The design of embedded grid channels on the duct wall can generate a significant level of flight lift without affecting the thrust and power characteristics of the original duct, which is expected to significantly reduce the wing area and thus make the overall shape of the aircraft more compact;

(2)

The grid embedded in the duct wall induces the expansion of the low-pressure zone at the lip, resulting in a difference in force components on both sides with and without the grid, and the lift also comes from the difference in force on both sides;

(3)

The design parameters of the duct-grid fusion configuration mainly include the distribution angle of the circular grid, the width of the grid channel, the number of circumferential grids, and the number of flow grids. Among them, the parameters that have the most significant impact on the performance of the entire improved design configuration are the distribution angle of the circular grid, the width of the grid channel, and the number of flow grids. The range of circular distribution angles should not be too large. In small angle ranges, lift increases with the expansion of the range.
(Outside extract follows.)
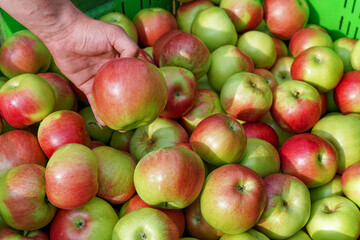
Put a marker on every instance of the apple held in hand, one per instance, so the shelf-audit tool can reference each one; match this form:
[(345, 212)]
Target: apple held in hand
[(22, 198), (129, 93), (71, 171), (219, 139), (233, 198), (174, 168), (23, 52), (26, 99)]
The width of the grid channel determines the impact effect on the airflow in the front and rear of the duct. If the grid width is too large, it will induce the development of the low-pressure area at the lip and also cause separation at the rear of the duct. When the number of flow grids increases, it has a favorable effect on the flow field before and after the duct, and can reduce the tip vortex leakage effect and improve the comprehensive aerodynamic characteristics.